Whatever. I've been betrayed by my own people (thank you for your service is a lie, right Glenn?) so why bother alarming them. Instead, how about some insider advice for their enemies, for the Left: you guys appear to have missed this, too caught up in Handmaiden's Cosplay to notice perhaps, but THE RIGHT IS ONLY UNIFIED BY YOUR HATRED OF THEM. If you could manage to leave them alone for a few years, they would disperse and wander off to pursue family and fortune. You could just walk in and seize power. Utgard-Loki (waves to Dad) has invoked the Law of Irony. For you, it means the people with all the guns and ammo can be taken down without a shot being fired. All I ask for in return is a seat on the Guillotine Committee. I have some marvelous decorating ideas, you'll see.

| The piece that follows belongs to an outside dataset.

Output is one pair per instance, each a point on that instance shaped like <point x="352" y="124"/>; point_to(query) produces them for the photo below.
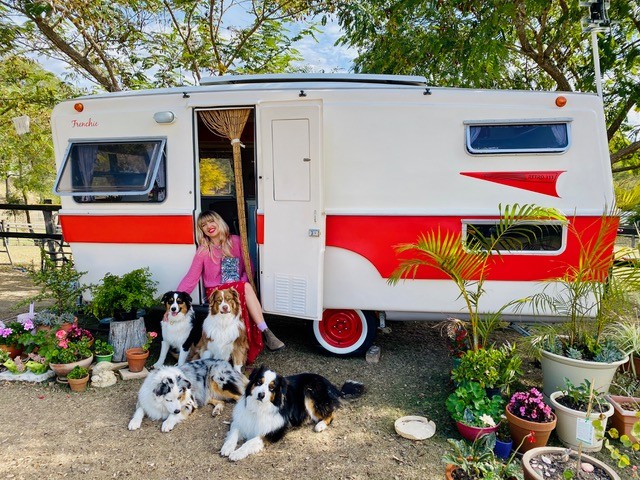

[and yes, I see my hypocrisy. Though I never claimed to be righteous. I only know which path is true because I've tried all the wrong ones. It's the long way home but it still gets you there]

Howard said...

This is the current Iran strategery

john mosby said...

EastEnders is having a story arc right now in which a longtime character (Nigel, if you know the show) just died from Alzheimer's. He went into an NHS hospice (I know, it's fiction) and just died off - first slowly, then quickly. There were no tubes or IV's. All seemed very nice. I suppose it's the BBC doing its bit to support this policy. CC, JSM

Assistant Village Idiot said...

When i was twenty I never wanted to be this age. However, I was a knucklehead when I was 20. People say they wouldn't want to live if they became paralysed from the waist down and then go on to play wheelchair basketball. We can endure a lot and even thrive.

RCOCEAN II said...

Had a co-worker whose mother was 90. Got to the point where she couldn't walk and had arthritis, etc. And she just said "I want to die" and refused to eat. Dead in a week.

Another story - this one a relative. She had a heart problem. She just stopped taking her meds, and drank wine and enjoyed her life. Died in her sleep at 84.

Lots of people just reach a point and say "that's enough, its not like i'm gonna live forever."

RCOCEAN II said...

I've never had to deal directly with an old person with mental problems. I've visited nursing homes with people with alzheimers and its really quite sad to see them shuffling around like zombies. Physically they look great, but their minds a blank.

gadfly said...

Advanced permission for withholding feeding of dementia patients wouldn't ever work for the likes of personalities like that of TheDonald. He could never permit the withholding of his daily dosages of MacDonald hamburgers and Diet Coke.